Bandaid Stand Open House WHO: OPEN to any and all [Freya, Alexander, Nikolaos...] WHAT: Give me your tired, your poor, your huddled batshit crazy masses yearning to breathe sane... WHERE: The Bandaid Stand WHEN: May 25th, noon RATING: In progress. Open.
It was impossible to predict what the work flow at the Bandaid Stand would look like today. With each passing hour, another employee reported a new baffling malady. The symptoms read like quirks of the characters arranged around the March Hare and Mad Hatter's tea table. Freycenet was both curious and apprehensive, her inquisitive nature combatting a deep distrust of magic and all related phenomena. Her worry, thought outwardly well-masked, was negating the usual salving effect of her upbeat energy. To anyone sensitive to such things, Freya was feeling so frazzled to day that her energy was ... almost human.
With so little to go on, she'd busied herself between patients for the last hour, making them as comfortable as she could while the coven convened elsewhere.
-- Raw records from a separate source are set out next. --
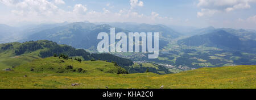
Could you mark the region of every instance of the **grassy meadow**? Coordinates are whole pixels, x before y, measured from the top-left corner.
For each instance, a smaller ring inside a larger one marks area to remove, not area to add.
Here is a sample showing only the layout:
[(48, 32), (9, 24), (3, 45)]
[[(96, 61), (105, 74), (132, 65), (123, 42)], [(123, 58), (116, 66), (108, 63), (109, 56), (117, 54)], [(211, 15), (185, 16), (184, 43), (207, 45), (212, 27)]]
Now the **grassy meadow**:
[[(69, 65), (72, 70), (85, 71), (71, 71), (67, 68)], [(163, 85), (165, 89), (256, 88), (256, 65), (202, 68), (164, 75), (117, 74), (119, 71), (123, 69), (103, 61), (39, 59), (12, 71), (1, 70), (0, 88), (159, 89)], [(71, 85), (75, 83), (79, 85)]]

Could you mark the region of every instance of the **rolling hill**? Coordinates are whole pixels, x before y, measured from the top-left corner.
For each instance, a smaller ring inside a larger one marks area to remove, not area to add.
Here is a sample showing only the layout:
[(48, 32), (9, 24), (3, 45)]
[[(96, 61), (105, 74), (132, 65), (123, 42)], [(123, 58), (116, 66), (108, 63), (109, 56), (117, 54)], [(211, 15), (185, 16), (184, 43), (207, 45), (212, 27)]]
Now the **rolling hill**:
[(203, 68), (164, 75), (117, 74), (125, 72), (103, 61), (79, 63), (51, 57), (19, 65), (11, 71), (1, 70), (0, 88), (256, 88), (255, 65)]
[(67, 45), (59, 45), (48, 40), (30, 41), (23, 43), (15, 42), (0, 44), (0, 69), (14, 68), (35, 59), (65, 54), (75, 59), (81, 57), (84, 60), (101, 60), (115, 62), (118, 65), (131, 65), (132, 61), (110, 54), (93, 54), (84, 49), (76, 49)]
[(241, 40), (240, 37), (224, 30), (217, 30), (209, 34), (197, 35), (178, 41), (179, 44), (187, 46), (214, 47), (224, 49), (249, 51), (256, 48), (256, 41)]

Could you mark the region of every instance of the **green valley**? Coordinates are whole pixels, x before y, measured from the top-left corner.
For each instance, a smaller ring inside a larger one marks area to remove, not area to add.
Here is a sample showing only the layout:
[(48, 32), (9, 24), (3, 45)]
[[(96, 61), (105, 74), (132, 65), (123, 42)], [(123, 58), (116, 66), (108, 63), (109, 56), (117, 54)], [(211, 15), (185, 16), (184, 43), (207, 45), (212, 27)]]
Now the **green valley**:
[[(79, 69), (83, 71), (73, 71)], [(203, 68), (164, 75), (124, 74), (126, 70), (114, 63), (51, 57), (12, 69), (0, 71), (0, 88), (256, 88), (255, 65)]]

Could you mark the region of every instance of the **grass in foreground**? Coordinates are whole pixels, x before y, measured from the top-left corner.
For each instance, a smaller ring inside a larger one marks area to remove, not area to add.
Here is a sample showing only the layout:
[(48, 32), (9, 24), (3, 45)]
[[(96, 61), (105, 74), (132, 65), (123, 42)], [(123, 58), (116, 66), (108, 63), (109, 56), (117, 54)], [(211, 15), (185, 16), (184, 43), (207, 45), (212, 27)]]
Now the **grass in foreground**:
[[(256, 65), (203, 68), (179, 73), (158, 75), (153, 73), (109, 73), (114, 64), (105, 61), (64, 60), (49, 57), (23, 64), (14, 71), (0, 71), (0, 88), (256, 88)], [(42, 64), (40, 64), (42, 63)], [(82, 68), (85, 73), (31, 71), (50, 63), (51, 66)], [(27, 77), (23, 76), (27, 75)], [(71, 84), (80, 85), (72, 86)]]

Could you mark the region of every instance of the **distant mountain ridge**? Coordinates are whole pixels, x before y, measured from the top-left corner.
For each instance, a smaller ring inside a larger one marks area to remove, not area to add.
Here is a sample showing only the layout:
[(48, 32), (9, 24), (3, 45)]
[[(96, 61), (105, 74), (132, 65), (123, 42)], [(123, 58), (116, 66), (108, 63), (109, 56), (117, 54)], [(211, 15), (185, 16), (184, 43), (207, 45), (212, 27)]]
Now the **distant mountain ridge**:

As ever, the front of the aptly named Bandaid Stand was fairly innocuous; up to government standards for an 'on-site medical center at an entertainment venue.' The employee-restricted back room, however, was outfitted with a dozen fresh cots and unusual apparatus. Several of the cots were occupied with employees complaining of various ailments already. It was a busy day.
Present patients accounted for, she went about lighting incense, refilling stores of cool water and light lemonade (electrolytes were important for the sleep deprived and stressed) and dousing cotton strips in vervaine oil to simmer in half-covered granite mortars. The place was starting to look more like a 19th century opium den than a modern medical tent. The vervaine smoke was meant to drive off spiritual energies. If, in fact, the employees' troubles were borne of ghostly interference from the rift, the herbed smoke might chase away some of their symptoms, at least temporarily. For some it might provide just enough leverage to better diagnose what was troubling the troupe. At least she hoped so. Freya so hated grasping at straws like this. It felt inefficient, too much like childish fumbling.
"Come in, come in, please." She beckoned without turning when she heard the tent flaps rustling, on her tip toes to push the last mortar up onto a high shelf.